Nearly four-fifths of the $15.9 billion spent by state and local governments was devoted to criminal justice activities such as incarcerating prisoners and paying for police, says the report sponsored by the Office of National Drug Control Policy.
That same year, the federal government spent $11 billion to combat illicit drugs, with $3.2 billion of it given to state and local governments, the report said Wednesday.
The $15.9 billion spent by state and local governments included the federal grant money, so the total federal, state and local government spending to fight drugs was $23.7 billion in 1991, the most recent year for which figures were available.
"The report demonstrates, in no uncertain terms, that state and local governments continue to play a leading role in our national drug control strategy," federal drug policy director Lee Brown said on releasing the report at a conference of state and local drug directors.
The biggest single cost to state & local governments was $6.8 billion for corrections - jails & prisons. Next was police at $4.2 billion, health & hospitals at $2.8 billion and judicial & legal services at $1.5 billion.

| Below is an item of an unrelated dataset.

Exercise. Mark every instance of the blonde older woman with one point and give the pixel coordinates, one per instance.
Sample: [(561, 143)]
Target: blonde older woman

Criminal justice costs totaled $12.6 billion, or 79% of the money spent on anti-drug activities. The other 21% was for rehabilitation and education.
The figures understated drug prevention and rehabilitation costs because the U.S. Census Bureau, which gathered and tabulated the data, did not include information from independent school districts or special district governments, including those that cover many hospitals, the report said.
The federal anti-drug budget has hovered near a 70-30 breakdown for the past 4 years - 70% for criminal justice efforts and 30% for rehabilitation & education. Critics have said it should be closer to 50, with a far greater emphasis on prevention and treatment.
Brown has refused to say what breakdown he would seek for fiscal 1995, but he wrote in the introduction to the report that the administration's drug control program will focus on reducing the demand for drugs.
Peter Reuter of the Rand Corp. cautioned that anti-drug budgets depend largely on guesswork, with agencies managing only a rough estimate of how much of their workload concerns drug-related matters.
"The federal drug budget is a very questionable document on its face" because of such problems, he said. State and local governments, meanwhile, "are really driven by local politics where the demand is that the police do something about drugs." Such pressures can also skew the figures, he said.
The report found that state and local spending rose almost 13% from fiscal year 1990 to 1991, but still amounted to only 1.5% of their total expenditures.